External checkpoints to S3 on EMR

1.5k views Asked by At

I am trying to deploy a production cluster for my Flink program. I am using a standard hadoop-core EMR cluster with Flink 1.3.2 installed, using YARN to run it.

I am trying to configure my RocksDB to write my checkpoints to an S3 bucket. I am trying to go through these docs: https://ci.apache.org/projects/flink/flink-docs-release-1.3/setup/aws.html#set-s3-filesystem. The problem seems to be getting the dependencies working correctly. I receive this error when trying run the program:

java.lang.NoSuchMethodError: org.apache.hadoop.conf.Configuration.addResource(Lorg/apache/hadoop/conf/Configuration;)V
    at com.amazon.ws.emr.hadoop.fs.EmrFileSystem.initialize(EmrFileSystem.java:93)
    at org.apache.flink.runtime.fs.hdfs.HadoopFileSystem.initialize(HadoopFileSystem.java:328)
    at org.apache.flink.core.fs.FileSystem.getUnguardedFileSystem(FileSystem.java:350)
    at org.apache.flink.core.fs.FileSystem.get(FileSystem.java:389)
    at org.apache.flink.core.fs.Path.getFileSystem(Path.java:293)
    at org.apache.flink.runtime.state.filesystem.FsCheckpointStreamFactory.<init>(FsCheckpointStreamFactory.java:99)
    at org.apache.flink.runtime.state.filesystem.FsStateBackend.createStreamFactory(FsStateBackend.java:282)
    at org.apache.flink.contrib.streaming.state.RocksDBStateBackend.createStreamFactory(RocksDBStateBackend.java:273    

I have tried both leaving and adjusting the core-site.xml and leaving it as is. I have tried setting the HADOOP_CLASSPATH to the /usr/lib/hadoop/share that contains(what I assume are) most of the JARs described in the above guide. I tried downloading the hadoop 2.7.2 binaries, and copying over them into the flink/libs directory. All resulting in the same error.

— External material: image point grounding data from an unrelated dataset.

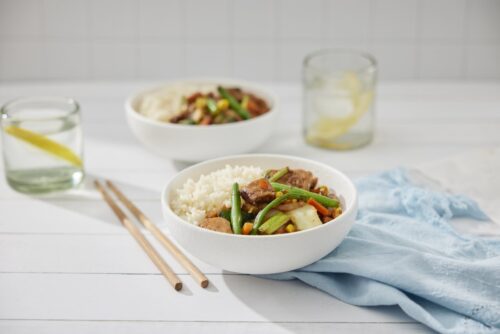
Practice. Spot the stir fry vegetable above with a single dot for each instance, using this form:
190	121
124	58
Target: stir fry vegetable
264	206
259	219
278	175
236	219
304	194
234	103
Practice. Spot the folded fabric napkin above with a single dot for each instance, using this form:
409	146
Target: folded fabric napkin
401	251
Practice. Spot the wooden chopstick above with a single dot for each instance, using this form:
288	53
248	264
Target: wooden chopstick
139	237
162	238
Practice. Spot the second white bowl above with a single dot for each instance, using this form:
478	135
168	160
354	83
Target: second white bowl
263	254
197	143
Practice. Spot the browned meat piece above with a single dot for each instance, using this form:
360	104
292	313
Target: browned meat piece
236	93
218	224
257	106
298	178
258	191
290	205
179	117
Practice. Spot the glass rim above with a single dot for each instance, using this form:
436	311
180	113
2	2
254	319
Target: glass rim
75	107
371	65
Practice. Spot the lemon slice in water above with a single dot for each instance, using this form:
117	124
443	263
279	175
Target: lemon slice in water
45	144
327	129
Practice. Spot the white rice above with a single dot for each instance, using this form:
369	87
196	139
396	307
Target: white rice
211	191
163	104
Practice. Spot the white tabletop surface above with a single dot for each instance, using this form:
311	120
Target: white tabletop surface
68	266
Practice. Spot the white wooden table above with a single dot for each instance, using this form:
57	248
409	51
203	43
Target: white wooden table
67	266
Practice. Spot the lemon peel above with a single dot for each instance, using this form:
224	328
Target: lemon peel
45	144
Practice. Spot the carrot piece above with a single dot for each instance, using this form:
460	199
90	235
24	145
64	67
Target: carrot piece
206	120
320	208
247	228
263	184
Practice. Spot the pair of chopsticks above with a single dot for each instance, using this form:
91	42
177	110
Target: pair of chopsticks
144	243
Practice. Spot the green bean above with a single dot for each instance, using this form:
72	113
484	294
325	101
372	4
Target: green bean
278	175
259	219
236	219
304	194
212	106
234	103
274	223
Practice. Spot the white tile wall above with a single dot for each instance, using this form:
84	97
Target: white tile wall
250	39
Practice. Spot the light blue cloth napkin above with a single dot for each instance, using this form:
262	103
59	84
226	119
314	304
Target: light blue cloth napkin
401	251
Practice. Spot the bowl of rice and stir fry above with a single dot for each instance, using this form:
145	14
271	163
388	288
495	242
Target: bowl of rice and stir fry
194	120
259	213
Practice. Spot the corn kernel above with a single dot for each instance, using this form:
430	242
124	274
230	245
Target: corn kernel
201	102
290	228
338	211
222	104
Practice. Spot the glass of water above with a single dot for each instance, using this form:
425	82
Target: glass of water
339	92
42	144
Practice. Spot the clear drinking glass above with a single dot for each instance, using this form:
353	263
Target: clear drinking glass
42	144
339	92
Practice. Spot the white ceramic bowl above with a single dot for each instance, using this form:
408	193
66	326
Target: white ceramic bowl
197	143
262	254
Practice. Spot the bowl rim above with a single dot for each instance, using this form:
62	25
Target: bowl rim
350	209
270	98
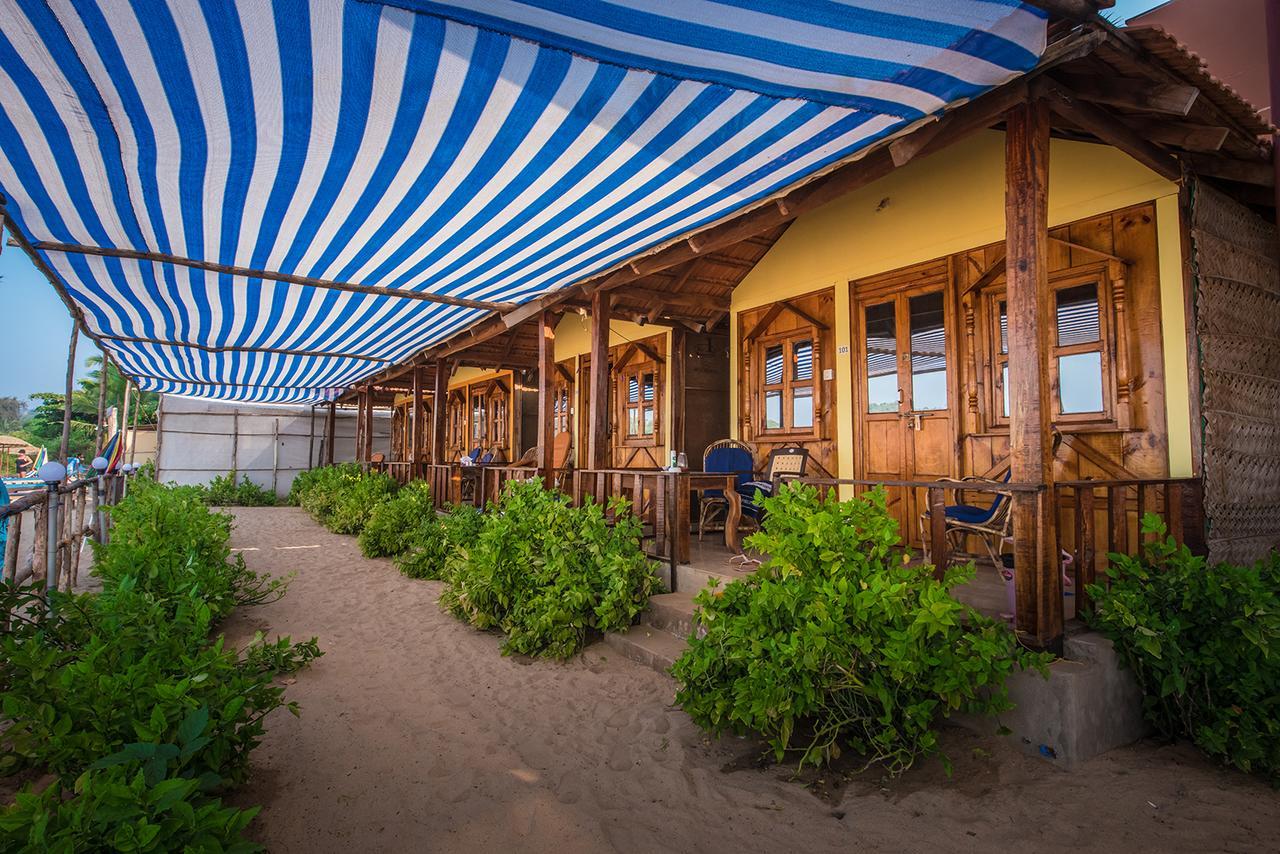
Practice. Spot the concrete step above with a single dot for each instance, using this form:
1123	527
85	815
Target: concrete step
671	612
691	579
648	645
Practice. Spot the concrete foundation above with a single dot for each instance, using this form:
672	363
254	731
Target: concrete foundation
1089	704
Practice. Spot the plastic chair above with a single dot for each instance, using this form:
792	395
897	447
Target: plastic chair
726	456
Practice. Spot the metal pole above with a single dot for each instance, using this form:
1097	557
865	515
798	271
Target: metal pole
51	542
64	447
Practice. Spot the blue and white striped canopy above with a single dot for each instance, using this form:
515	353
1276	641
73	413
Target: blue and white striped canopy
485	149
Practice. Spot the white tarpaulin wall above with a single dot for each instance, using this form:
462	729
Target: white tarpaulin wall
268	444
484	149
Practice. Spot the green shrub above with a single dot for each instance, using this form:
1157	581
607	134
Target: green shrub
220	491
126	694
342	497
837	643
118	809
168	542
394	523
1205	644
432	544
547	574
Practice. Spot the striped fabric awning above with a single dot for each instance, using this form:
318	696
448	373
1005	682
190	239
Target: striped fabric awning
492	150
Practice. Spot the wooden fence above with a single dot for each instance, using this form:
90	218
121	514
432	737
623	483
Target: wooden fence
77	514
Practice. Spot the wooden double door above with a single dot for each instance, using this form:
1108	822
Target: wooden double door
904	423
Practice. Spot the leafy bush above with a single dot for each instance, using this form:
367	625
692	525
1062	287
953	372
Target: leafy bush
430	546
124	695
118	809
342	497
837	643
394	523
168	543
1205	644
547	574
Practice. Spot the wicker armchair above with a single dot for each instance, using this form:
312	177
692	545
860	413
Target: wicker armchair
992	525
726	456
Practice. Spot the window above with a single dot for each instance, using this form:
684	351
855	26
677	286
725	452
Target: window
479	420
640	403
882	389
1079	362
498	416
561	406
787	384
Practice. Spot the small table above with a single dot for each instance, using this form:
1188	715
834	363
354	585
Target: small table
690	482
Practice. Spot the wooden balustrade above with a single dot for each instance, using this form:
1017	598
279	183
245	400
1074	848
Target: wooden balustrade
1100	517
74	521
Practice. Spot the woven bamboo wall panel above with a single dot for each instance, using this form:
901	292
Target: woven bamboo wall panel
1237	263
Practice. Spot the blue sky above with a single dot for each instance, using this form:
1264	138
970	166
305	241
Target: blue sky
33	343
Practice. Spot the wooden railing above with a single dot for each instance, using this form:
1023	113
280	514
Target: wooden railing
1097	517
77	514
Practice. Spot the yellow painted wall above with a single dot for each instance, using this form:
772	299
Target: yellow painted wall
951	202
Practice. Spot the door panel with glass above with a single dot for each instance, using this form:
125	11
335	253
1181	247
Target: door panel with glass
905	425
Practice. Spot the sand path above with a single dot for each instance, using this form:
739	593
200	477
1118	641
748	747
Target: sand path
417	735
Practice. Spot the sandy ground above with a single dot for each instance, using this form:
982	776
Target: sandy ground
417	735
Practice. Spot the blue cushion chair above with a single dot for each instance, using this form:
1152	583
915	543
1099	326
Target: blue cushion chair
726	456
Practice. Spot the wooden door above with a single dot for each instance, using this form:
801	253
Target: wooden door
905	427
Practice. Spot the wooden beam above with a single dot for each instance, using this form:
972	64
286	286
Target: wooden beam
804	315
1183	135
1038	579
547	398
1112	131
1073	9
328	284
671	298
1247	172
598	392
1133	92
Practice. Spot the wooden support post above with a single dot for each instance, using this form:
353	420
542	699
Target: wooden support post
124	414
938	531
598	396
133	437
330	432
64	447
1038	578
415	427
1086	548
439	411
676	374
100	432
547	397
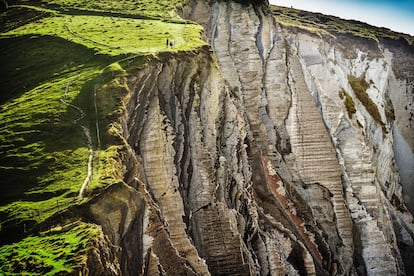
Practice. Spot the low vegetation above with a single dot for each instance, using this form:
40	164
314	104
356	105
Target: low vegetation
349	102
360	86
331	25
57	251
64	69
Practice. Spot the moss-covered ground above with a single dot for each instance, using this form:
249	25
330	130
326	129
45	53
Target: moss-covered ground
63	66
59	251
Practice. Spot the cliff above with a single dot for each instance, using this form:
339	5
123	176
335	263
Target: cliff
280	146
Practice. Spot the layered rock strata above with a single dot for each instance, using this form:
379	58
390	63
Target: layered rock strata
245	157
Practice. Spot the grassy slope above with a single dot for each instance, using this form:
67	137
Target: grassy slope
57	55
57	251
331	25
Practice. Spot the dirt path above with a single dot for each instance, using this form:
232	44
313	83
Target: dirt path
87	133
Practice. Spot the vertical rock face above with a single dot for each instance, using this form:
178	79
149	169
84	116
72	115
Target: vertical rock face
247	158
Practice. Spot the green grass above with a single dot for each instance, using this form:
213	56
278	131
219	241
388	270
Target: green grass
162	9
331	25
58	251
360	86
349	102
78	51
115	35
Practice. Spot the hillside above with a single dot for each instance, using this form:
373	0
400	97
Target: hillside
195	138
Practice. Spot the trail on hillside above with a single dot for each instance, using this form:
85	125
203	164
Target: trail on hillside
87	133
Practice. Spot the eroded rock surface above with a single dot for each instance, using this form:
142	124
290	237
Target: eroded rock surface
244	157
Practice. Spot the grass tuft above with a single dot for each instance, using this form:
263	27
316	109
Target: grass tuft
360	86
349	102
58	251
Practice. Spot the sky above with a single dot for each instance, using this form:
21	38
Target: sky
397	15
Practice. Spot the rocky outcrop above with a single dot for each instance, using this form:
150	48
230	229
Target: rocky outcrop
247	157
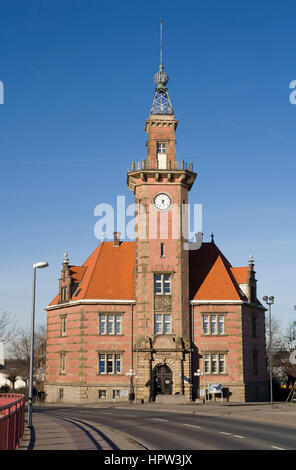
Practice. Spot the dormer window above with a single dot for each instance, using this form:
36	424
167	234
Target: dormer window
161	147
161	155
63	294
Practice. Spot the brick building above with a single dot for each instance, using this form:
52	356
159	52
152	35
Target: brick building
158	317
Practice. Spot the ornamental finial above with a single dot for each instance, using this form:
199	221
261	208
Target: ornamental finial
162	103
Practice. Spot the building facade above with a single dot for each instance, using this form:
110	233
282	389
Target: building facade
158	318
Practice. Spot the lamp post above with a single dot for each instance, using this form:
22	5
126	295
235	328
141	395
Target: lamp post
30	407
198	373
269	301
131	374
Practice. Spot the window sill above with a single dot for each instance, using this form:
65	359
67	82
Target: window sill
109	375
110	334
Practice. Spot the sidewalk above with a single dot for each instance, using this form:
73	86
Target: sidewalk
50	433
53	433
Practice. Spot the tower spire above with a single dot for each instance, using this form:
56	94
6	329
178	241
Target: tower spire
161	103
161	66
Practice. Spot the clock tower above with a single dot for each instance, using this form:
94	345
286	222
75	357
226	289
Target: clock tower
162	326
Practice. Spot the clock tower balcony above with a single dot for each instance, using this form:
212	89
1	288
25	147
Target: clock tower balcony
153	171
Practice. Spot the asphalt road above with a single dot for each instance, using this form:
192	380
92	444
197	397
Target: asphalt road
163	430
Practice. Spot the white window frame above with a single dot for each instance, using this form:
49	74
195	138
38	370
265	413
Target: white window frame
213	319
163	319
110	319
110	358
62	363
162	283
218	358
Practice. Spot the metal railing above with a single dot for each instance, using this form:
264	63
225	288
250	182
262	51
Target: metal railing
158	165
12	419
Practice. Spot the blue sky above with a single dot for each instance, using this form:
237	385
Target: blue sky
78	83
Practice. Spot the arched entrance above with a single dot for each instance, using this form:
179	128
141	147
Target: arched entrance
163	380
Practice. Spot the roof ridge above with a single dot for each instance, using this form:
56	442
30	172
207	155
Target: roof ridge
94	265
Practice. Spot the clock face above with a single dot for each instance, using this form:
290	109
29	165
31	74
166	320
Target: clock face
162	202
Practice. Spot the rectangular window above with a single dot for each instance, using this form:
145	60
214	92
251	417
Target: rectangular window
205	323
118	324
167	283
63	294
102	363
167	323
110	324
102	324
220	324
118	363
255	362
63	325
254	325
214	363
110	360
207	363
213	324
110	363
221	363
162	284
157	284
161	147
62	363
158	324
162	323
116	394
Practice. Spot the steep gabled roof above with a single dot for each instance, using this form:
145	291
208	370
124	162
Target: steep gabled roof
241	274
211	275
108	274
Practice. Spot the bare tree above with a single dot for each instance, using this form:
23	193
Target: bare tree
8	329
12	371
21	350
288	344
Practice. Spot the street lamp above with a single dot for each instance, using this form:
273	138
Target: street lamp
198	373
131	373
30	407
269	301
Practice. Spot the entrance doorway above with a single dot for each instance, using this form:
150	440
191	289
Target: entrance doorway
163	380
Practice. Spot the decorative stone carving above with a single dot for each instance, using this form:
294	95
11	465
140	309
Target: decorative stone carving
162	303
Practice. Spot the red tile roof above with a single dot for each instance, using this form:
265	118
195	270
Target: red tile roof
108	274
211	275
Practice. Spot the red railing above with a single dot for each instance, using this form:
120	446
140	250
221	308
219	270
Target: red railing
12	418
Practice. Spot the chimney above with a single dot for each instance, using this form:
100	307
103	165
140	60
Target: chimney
65	281
252	283
116	241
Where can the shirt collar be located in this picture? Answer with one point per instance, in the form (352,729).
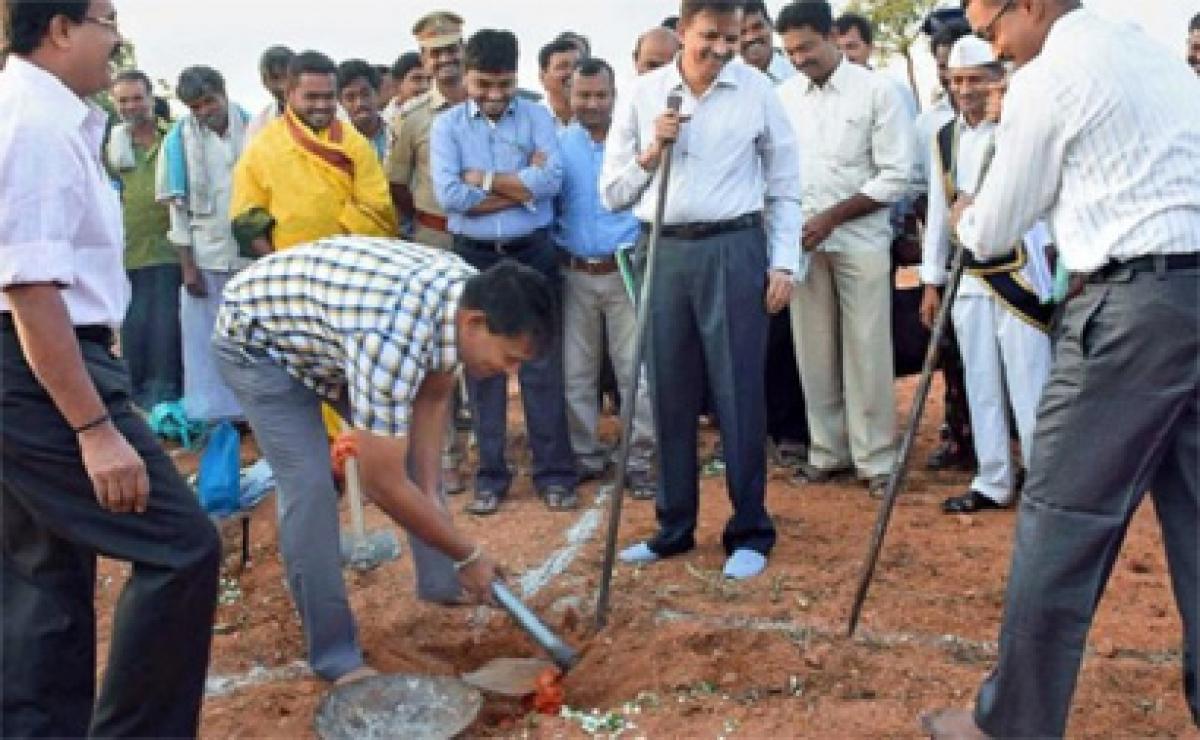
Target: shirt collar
(474,112)
(448,332)
(438,102)
(838,78)
(69,107)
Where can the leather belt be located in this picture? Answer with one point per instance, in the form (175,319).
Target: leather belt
(431,221)
(703,229)
(501,246)
(589,265)
(95,334)
(1150,263)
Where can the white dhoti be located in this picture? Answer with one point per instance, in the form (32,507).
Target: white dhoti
(1006,361)
(205,395)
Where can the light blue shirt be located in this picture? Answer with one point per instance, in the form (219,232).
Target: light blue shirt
(585,227)
(463,138)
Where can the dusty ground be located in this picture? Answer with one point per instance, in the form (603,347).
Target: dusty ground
(688,656)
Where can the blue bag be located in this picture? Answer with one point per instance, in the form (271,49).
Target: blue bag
(220,476)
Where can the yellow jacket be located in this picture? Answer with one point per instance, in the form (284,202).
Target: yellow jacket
(313,185)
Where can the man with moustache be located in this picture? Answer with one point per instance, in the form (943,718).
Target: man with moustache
(655,48)
(1121,411)
(407,167)
(81,473)
(307,175)
(150,342)
(497,168)
(412,79)
(786,423)
(439,35)
(595,304)
(273,70)
(1194,43)
(557,60)
(1002,311)
(358,91)
(757,48)
(955,450)
(858,161)
(196,181)
(856,38)
(727,259)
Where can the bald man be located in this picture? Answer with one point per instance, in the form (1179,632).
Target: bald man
(655,48)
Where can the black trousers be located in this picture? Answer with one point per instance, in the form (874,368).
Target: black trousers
(708,329)
(786,417)
(53,529)
(151,343)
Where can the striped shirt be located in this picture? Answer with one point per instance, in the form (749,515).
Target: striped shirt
(371,316)
(1101,136)
(736,155)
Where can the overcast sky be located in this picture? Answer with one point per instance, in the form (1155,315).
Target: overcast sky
(231,34)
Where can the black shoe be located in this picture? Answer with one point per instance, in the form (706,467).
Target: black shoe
(485,503)
(971,501)
(949,456)
(559,498)
(642,487)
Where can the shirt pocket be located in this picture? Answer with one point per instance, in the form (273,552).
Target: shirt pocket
(853,138)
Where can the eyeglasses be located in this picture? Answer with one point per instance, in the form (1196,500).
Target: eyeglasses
(988,32)
(108,23)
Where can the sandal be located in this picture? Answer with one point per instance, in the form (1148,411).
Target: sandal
(485,503)
(808,473)
(971,501)
(559,498)
(642,488)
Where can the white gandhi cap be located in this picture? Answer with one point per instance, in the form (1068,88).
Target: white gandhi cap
(971,52)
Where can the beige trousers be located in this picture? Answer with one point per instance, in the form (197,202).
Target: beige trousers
(841,326)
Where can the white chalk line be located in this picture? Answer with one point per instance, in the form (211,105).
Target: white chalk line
(947,643)
(531,582)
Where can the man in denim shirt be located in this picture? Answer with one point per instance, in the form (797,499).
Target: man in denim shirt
(496,170)
(594,299)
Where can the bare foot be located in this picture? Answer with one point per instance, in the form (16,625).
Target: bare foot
(358,674)
(952,725)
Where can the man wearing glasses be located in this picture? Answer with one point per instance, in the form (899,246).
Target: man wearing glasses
(1121,410)
(81,474)
(496,169)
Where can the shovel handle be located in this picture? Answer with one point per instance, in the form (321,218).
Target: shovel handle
(354,492)
(563,655)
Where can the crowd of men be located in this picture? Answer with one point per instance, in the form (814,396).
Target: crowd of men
(337,260)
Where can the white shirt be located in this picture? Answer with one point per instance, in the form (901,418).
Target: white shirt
(210,236)
(856,137)
(971,150)
(735,156)
(1101,134)
(60,216)
(273,110)
(779,70)
(928,124)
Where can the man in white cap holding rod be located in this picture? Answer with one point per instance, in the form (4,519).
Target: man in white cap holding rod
(1098,140)
(1001,316)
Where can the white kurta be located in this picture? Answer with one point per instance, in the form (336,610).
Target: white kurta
(1006,360)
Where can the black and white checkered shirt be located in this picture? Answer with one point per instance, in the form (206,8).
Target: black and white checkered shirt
(372,316)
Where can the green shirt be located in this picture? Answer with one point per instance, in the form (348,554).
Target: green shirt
(145,220)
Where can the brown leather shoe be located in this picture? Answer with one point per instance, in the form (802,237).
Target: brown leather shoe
(952,725)
(949,456)
(453,481)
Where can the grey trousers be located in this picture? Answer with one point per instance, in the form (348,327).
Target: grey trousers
(708,328)
(52,529)
(1120,414)
(286,419)
(595,306)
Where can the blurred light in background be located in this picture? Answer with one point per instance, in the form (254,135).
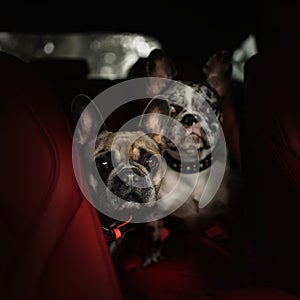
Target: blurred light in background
(109,55)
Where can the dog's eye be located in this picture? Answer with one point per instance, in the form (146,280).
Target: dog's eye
(208,110)
(152,162)
(102,164)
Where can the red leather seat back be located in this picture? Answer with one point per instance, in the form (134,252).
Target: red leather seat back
(52,245)
(271,164)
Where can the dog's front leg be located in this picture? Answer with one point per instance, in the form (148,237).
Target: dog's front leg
(154,244)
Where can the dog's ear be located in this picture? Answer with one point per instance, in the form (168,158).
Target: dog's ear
(159,64)
(153,120)
(85,116)
(218,72)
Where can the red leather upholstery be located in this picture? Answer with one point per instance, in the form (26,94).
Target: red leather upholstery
(52,246)
(271,164)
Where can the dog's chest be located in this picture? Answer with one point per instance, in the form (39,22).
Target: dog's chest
(193,185)
(180,188)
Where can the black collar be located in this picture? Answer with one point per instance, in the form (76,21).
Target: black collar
(187,167)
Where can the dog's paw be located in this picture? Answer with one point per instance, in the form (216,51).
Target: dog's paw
(218,71)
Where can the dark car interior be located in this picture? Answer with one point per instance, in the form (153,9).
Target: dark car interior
(52,242)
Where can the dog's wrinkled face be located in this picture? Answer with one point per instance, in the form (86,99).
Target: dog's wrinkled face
(196,108)
(124,169)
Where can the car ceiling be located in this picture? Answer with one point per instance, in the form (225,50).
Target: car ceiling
(187,28)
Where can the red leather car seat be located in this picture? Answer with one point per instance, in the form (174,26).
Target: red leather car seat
(52,245)
(271,164)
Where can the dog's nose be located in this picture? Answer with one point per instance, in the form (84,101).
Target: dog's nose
(130,176)
(189,120)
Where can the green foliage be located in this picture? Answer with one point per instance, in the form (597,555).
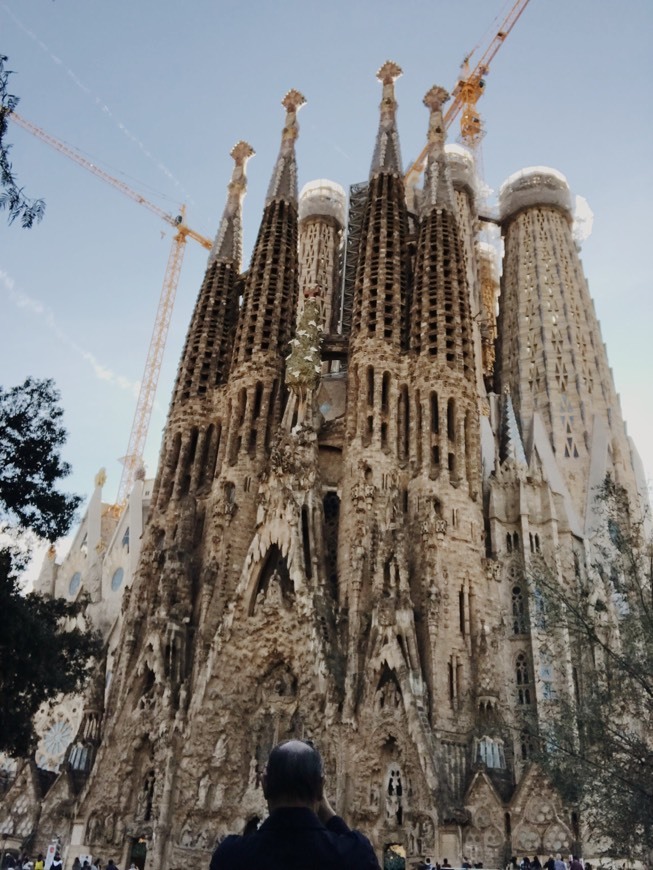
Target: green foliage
(13,197)
(45,648)
(44,652)
(31,436)
(597,743)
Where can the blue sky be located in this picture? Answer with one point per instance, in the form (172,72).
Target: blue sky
(157,92)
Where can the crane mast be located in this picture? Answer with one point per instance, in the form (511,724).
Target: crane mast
(468,90)
(133,459)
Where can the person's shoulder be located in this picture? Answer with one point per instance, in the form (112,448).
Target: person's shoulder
(354,847)
(225,849)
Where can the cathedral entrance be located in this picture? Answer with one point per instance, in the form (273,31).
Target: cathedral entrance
(394,857)
(138,852)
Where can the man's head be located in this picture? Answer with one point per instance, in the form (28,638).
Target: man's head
(294,776)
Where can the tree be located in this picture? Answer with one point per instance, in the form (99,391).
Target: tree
(13,197)
(45,648)
(597,743)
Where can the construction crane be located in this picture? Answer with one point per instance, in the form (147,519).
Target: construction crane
(468,90)
(133,459)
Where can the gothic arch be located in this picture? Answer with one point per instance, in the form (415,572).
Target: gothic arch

Has anyone successfully gotten Flink being able to write to S3 on EMR?

EDIT: My cluster setup

AWS Portal:

1) EMR -> Create Cluster
2) Advanced Options
3) Release = emr-5.8.0
4) Only select Hadoop 2.7.3
5) Next -> Next -> Next -> Create Cluster ( I do fill out names/keys/etc)

Once the cluster is up I ssh into the Master and do the following:

1  wget http://apache.claz.org/flink/flink-1.3.2/flink-1.3.2-bin-hadoop27-scala_2.11.tgz
2  tar -xzf flink-1.3.2-bin-hadoop27-scala_2.11.tgz
3  cd flink-1.3.2
4  ./bin/yarn-session.sh -n 2 -tm 5120 -s 4 -d
5  Change conf/flink-conf.yaml 
6  ./bin/flink run -m yarn-cluster -yn 1 ~/flink-consumer.jar

My conf/flink-conf.yaml I add the following fields:

state.backend: rocksdb
state.backend.fs.checkpointdir: s3:/bucket/location
state.checkpoints.dir: s3:/bucket/location

My program's checkpointing setup:

env.enableCheckpointing(getCheckpointRate,CheckpointingMode.EXACTLY_ONCE)
env.getCheckpointConfig.enableExternalizedCheckpoints(ExternalizedCheckpointCleanup.RETAIN_ON_CANCELLATION)
env.getCheckpointConfig.setMinPauseBetweenCheckpoints(getCheckpointMinPause)
env.getCheckpointConfig.setCheckpointTimeout(getCheckpointTimeout)
env.getCheckpointConfig.setMaxConcurrentCheckpoints(1)
env.setStateBackend(new RocksDBStateBackend("s3://bucket/location", true))

If there are any steps you think I am missing, please let me know

1

There are 1 answers

9
Till Rohrmann On

I assume that you installed Flink 1.3.2 on your own on the EMR Yarn cluster, because Amazon does not yet offer Flink 1.3.2, right?

Given that, it seems as if you have a dependency conflict. The method org.apache.hadoop.conf.Configuration.addResource(Lorg/apache/hadoop/conf/Configuration) was only introduced with Hadoop 2.4.0. Therefore I assume that you have deployed a Flink 1.3.2 version which was built with Hadoop 2.3.0. Please deploy a Flink version which was built with the Hadoop version running on EMR. This will most likely solve all dependency conflicts.

Putting the Hadoop dependencies into the lib folder seems to not reliably work because the flink-shaded-hadoop2-uber.jar appears to have precedence in the classpath.